Nvidia, a record high

Mondo History Updated on 2024-01-31

After announcing the GeForce RTX 40 Super series of graphics processors primarily for gaming enthusiasts, Nvidia Inc. shares 64% to close at 522$53, the highest price ever**. NVIDIA is seen as the leading provider of processors for AI computing, and its stock price more than tripled in 2023.

Traders exchanged more than $32 billion worth of NVIDIA ** in Monday's trading, making it the most traded company on Wall Street, according to LSEG. NVIDIA's ** market cap is currently close to 1$3 trillion.

NVIDIA's latest help drive the Philadelphia Semiconductor Index 33%。

Nvidia's stock price action over the past five years.

Such an achievement is related to the fact that NVIDIA is consolidating its position as a data center chip while also broadening the application of AI in more fields.

Compete with the chip triumvirate

In the past, Nvidia's main AI chips have revolved around data centers, as its expensive server GPUs, including the H100, are critical to training and deploying generative AI, such as OpenAI's ChatGPT. Now, Nvidia is using its strengths in consumer-grade GPUs to enable so-called "native" AI that can run on a personal computer or laptop at home or office.

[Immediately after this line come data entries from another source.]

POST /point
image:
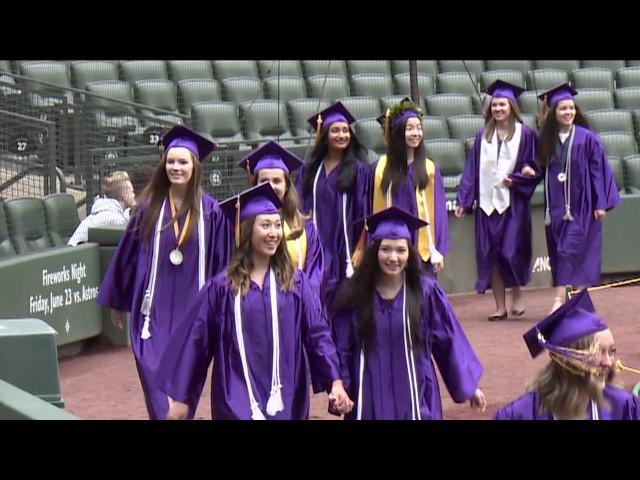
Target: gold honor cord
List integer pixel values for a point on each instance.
(175, 257)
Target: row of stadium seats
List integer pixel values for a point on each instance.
(30, 224)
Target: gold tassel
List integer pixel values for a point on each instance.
(238, 222)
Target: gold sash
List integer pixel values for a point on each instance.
(380, 203)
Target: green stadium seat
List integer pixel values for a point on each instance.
(427, 67)
(313, 68)
(328, 87)
(235, 68)
(279, 68)
(372, 84)
(196, 90)
(426, 84)
(134, 70)
(362, 107)
(62, 217)
(189, 69)
(285, 87)
(593, 78)
(27, 224)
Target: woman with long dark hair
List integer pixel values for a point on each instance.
(334, 186)
(261, 323)
(390, 320)
(177, 238)
(579, 190)
(404, 177)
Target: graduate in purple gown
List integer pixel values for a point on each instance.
(578, 382)
(407, 179)
(274, 164)
(579, 190)
(177, 238)
(499, 178)
(334, 186)
(257, 321)
(390, 320)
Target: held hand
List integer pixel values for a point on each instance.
(117, 318)
(177, 410)
(478, 401)
(528, 171)
(338, 398)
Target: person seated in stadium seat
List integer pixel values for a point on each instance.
(577, 383)
(110, 208)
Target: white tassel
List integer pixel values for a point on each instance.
(349, 272)
(146, 334)
(256, 413)
(275, 405)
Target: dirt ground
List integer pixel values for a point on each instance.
(102, 383)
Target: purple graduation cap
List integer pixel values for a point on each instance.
(181, 136)
(392, 222)
(573, 320)
(333, 113)
(503, 89)
(557, 93)
(270, 155)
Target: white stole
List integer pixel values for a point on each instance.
(494, 195)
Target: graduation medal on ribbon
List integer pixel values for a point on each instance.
(175, 257)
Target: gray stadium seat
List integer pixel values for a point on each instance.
(188, 69)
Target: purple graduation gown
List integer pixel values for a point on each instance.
(212, 334)
(329, 222)
(386, 393)
(624, 406)
(127, 277)
(405, 198)
(502, 238)
(575, 247)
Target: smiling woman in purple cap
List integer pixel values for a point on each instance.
(334, 185)
(176, 239)
(579, 190)
(404, 177)
(500, 176)
(390, 321)
(577, 383)
(260, 322)
(274, 164)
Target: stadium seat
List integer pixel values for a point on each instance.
(361, 107)
(235, 68)
(426, 84)
(462, 127)
(27, 224)
(6, 246)
(189, 69)
(197, 90)
(313, 68)
(593, 78)
(279, 68)
(62, 217)
(328, 87)
(242, 89)
(427, 67)
(135, 70)
(458, 82)
(285, 87)
(610, 120)
(372, 84)
(594, 99)
(448, 104)
(356, 67)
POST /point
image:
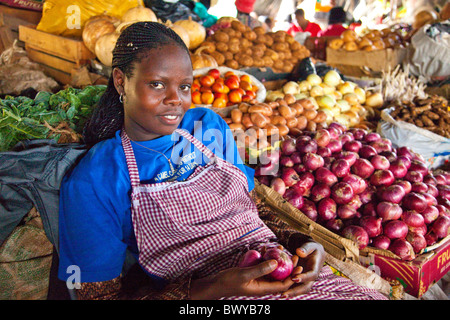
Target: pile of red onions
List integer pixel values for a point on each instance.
(356, 184)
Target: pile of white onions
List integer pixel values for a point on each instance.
(356, 184)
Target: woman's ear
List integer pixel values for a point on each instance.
(119, 80)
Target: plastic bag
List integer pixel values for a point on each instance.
(434, 148)
(429, 57)
(172, 11)
(67, 19)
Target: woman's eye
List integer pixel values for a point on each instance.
(186, 87)
(157, 85)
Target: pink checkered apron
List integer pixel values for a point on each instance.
(204, 224)
(181, 226)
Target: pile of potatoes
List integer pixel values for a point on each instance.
(239, 46)
(370, 41)
(255, 124)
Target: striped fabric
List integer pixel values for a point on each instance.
(203, 225)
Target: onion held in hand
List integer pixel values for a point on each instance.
(356, 234)
(285, 265)
(403, 249)
(250, 258)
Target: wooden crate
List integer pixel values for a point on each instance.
(59, 56)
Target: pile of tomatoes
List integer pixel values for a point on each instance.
(224, 90)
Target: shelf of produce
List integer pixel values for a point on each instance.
(59, 56)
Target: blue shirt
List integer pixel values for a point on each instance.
(95, 226)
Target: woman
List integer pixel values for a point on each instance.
(150, 186)
(337, 17)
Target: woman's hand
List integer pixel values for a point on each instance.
(237, 281)
(311, 259)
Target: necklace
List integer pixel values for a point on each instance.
(172, 169)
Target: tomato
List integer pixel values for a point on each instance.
(215, 73)
(207, 80)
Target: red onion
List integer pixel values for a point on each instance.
(418, 166)
(349, 156)
(324, 175)
(413, 218)
(341, 192)
(415, 201)
(405, 161)
(296, 157)
(381, 242)
(322, 137)
(413, 176)
(357, 183)
(299, 168)
(372, 136)
(441, 227)
(389, 211)
(346, 211)
(289, 176)
(419, 187)
(380, 162)
(309, 209)
(431, 238)
(382, 178)
(319, 191)
(357, 234)
(285, 265)
(406, 185)
(352, 145)
(369, 209)
(340, 168)
(338, 126)
(294, 198)
(395, 229)
(327, 209)
(367, 151)
(334, 225)
(335, 145)
(433, 190)
(358, 133)
(323, 151)
(398, 169)
(288, 146)
(355, 202)
(250, 258)
(393, 193)
(444, 191)
(362, 168)
(372, 225)
(430, 199)
(381, 146)
(403, 249)
(405, 151)
(346, 137)
(367, 195)
(312, 161)
(430, 214)
(303, 146)
(278, 185)
(286, 161)
(430, 179)
(422, 230)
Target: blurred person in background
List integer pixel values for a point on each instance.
(336, 19)
(301, 24)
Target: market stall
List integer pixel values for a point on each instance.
(349, 137)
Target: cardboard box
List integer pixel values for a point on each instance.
(60, 57)
(379, 60)
(416, 276)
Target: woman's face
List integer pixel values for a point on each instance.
(158, 94)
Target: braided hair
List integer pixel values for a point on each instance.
(131, 47)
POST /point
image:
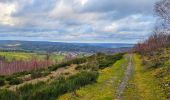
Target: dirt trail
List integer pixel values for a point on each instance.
(128, 73)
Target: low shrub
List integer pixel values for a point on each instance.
(61, 86)
(8, 95)
(15, 81)
(38, 74)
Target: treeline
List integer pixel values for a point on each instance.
(154, 42)
(50, 91)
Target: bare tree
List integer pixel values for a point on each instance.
(162, 9)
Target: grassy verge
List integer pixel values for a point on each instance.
(142, 85)
(104, 89)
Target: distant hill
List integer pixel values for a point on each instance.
(61, 47)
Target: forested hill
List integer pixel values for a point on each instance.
(60, 46)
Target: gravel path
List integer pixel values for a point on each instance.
(128, 73)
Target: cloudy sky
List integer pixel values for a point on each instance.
(116, 21)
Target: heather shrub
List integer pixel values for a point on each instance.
(15, 81)
(2, 81)
(8, 95)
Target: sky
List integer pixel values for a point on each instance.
(97, 21)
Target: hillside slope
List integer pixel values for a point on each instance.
(145, 77)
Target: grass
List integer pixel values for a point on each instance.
(142, 85)
(17, 56)
(105, 87)
(9, 56)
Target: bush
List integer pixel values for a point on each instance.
(8, 95)
(62, 85)
(35, 74)
(38, 74)
(15, 81)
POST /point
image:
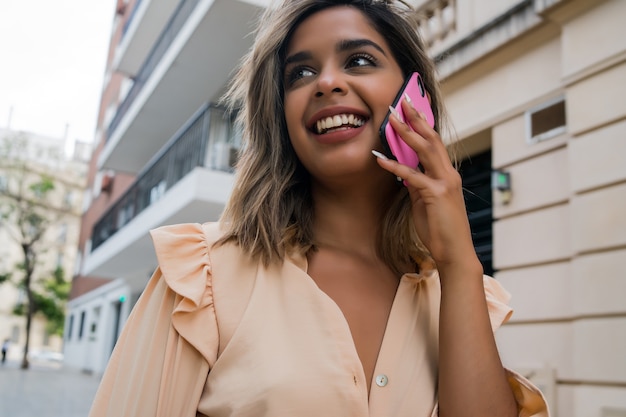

NVIDIA announced three new graphics cards on Monday — the RTX 4060 Super, RTX 4070 Ti Super, and RTX 4080 Super — *between $599 and $999. These cards have additional "tensor cores" designed to run generative AI applications. Nvidia will also supply graphics cards for laptops from companies such as Acer, Dell, and Lenovo.

The demand for NVIDIA enterprise GPUs has led to a surge in NVIDIA's overall sales, with a market value of more than $1 trillion, costing tens of thousands of dollars per GPU, and often equipped with systems with 8 GPUs working together. PC GPUs have long been Nvidia's staple products designed to run ** games, but the company says improvements have been made to graphics cards this year with an eye toward running AI models without having to send information back to the cloud.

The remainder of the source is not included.